Estimate How Much Income You Will Be Receiving
Add up everything you will be receiving from social security to retirement savings. This will just be an estimate, but it will give you a good starting point to knowing how much you will receive each month. Then, deduct how much you believe you will spend each month from that number.
If you can, wait until you’re 70 to take out Social Security. You are eligible to file for social security benefits when you turn 62, but if you do, your monthly check will be reduced significantly for the rest of your life. You may have little choice if you are out of work or in poor health and need the money to pay expenses. But if you have the wherewithal to work a few more years or have other sources of income, delaying checks until age 66, or your full benefit age, will increase your monthly amount by 33% or more.
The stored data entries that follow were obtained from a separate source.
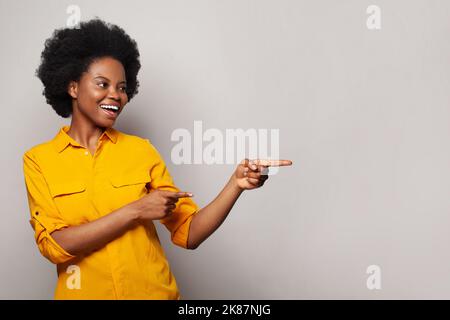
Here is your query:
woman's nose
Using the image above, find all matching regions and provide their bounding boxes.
[108,86,120,100]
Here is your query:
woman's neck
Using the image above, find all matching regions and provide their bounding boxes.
[67,119,105,149]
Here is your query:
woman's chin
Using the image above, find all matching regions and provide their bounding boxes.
[95,118,116,128]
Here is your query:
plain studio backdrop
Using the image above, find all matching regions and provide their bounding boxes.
[1,0,450,299]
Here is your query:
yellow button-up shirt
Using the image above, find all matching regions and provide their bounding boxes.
[23,126,198,299]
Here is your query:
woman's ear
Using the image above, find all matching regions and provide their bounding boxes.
[67,81,78,99]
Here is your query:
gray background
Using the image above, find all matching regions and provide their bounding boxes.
[1,0,449,299]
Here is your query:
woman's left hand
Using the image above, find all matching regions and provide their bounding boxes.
[233,159,293,191]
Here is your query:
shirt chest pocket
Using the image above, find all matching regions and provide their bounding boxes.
[48,181,88,224]
[108,171,152,210]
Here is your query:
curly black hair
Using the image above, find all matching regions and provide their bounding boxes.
[36,18,141,118]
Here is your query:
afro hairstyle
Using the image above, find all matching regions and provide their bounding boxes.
[36,18,141,118]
Make Sure You Are Emotionally Prepared
Retiring can be a huge change and although it sounds fun, many people struggle with the emotional aspect of it. It can be difficult to go from working full time to having nothing to do. That’s why it’s best to have something lined up for retirement. You need something to keep your mind busy and your heart happy. At Envoy, we describe retirement as your Future Funded Ministry. This is the time where you get to use the resources you saved to support you as you follow God’s call in this last part of your life. Retirement should not be a time of sadness. Instead, it should be a time of joy as you live out the rest of your years in ministry. This could be volunteering for special needs children, creating meals for those in need, or simply helping your grandchildren with their homework.
Here’s the bottom line—make sure that you can estimate how much you will need in retirement. Then make sure you will be receiving enough each month to cover that. Once you retire, begin to follow God’s calling on this latter part of your life.